Dem von Penelope Smith 1990 verfassten
und hier originalgetreu wiedergegebenen Ehrenkodex 
fühle auch ich mich zutiefst verpflichtet:


"Uns leitet Mitgefühl für alle Lebewesen. Wir wollen helfen, dass sich alle Spezien gegenseitig besser verstehen. Vor allem möchten wir den Menschen ihre verlorene Fähigkeit zurückgeben, frei und direkt mit den Spezien zu kommunizieren. Wir achten jene, die uns um Hilfe ersuchen. Wir begrüßen ihren Wunsch nach Veränderung und ihr Verlangen nach Harmonie. Wir wissen, dass wir uns spirituell weiterentwickeln müssen, umso fehlerlos und harmonisch wie möglich arbeiten zu können. Wir sind uns darüber im Klaren, dass sich unsere unerfüllten Gefühle, unser kritischer Verstand oder ein Mangel an Selbst- und Nächstenliebe wie Schatten auf die telepathische Kommunikation legen können.
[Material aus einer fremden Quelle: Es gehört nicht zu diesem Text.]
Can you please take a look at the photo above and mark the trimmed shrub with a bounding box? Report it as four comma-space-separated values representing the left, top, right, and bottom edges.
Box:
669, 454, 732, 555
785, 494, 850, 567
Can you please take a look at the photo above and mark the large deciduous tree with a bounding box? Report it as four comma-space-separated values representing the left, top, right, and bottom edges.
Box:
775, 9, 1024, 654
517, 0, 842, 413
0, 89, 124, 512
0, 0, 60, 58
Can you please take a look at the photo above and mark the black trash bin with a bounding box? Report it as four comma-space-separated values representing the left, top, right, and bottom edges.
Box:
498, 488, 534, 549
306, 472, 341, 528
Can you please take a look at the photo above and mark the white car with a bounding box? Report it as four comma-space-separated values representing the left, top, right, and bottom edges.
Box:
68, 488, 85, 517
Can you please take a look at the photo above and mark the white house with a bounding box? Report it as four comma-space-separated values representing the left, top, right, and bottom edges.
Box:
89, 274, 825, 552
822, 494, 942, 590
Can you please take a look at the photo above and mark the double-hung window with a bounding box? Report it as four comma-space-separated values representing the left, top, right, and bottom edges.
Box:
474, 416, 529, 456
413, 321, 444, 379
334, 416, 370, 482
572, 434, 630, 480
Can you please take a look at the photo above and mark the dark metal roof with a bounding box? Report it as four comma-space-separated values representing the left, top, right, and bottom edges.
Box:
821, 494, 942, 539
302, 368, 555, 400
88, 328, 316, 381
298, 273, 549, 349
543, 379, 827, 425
Wir üben uns in Demut, immer bereit, unsere eigenen Missverständnisse bei der Kommunikation mit anderen (seien es menschliche oder nicht-menschliche Lebewesen) zu erkennen und zu korrigieren.


Wir wollen unser Wissen und unser Verständnis von der Dynamik menschlicher und nicht-menschlicher Verhaltensweisen und Beziehungen erweitern,

um die Ergebnisse unserer Arbeit zu verbessern. Wir nehmen jede Gelegenheit zur Weiterbildung wahr und akzeptieren jede Hilfe, um effektiver, mitfühlender, respektvoller, heiterer und ausgeglichener arbeiten zu können. Wir streben danach, in jedem Wesen die beste Saite zum Klingen zu bringen und das gegenseitige Verständnis so zu vertiefen, dass alle Beteiligten zu einer gemeinsamen Lösung von Problemen finden. Wir helfen denen, die unsere Hilfe verlangen. Denn diese Ratsuchenden sind aufgeschlossen, sodass unsere Arbeit Erfolg haben kann. Wir achten die Gefühle und Gedanken anderer. Wir setzen uns für das Verständnis zwischen den Arten ein und spielen die einen nicht gegen die anderen aus, sondern empfinden Mitgefühl für alle.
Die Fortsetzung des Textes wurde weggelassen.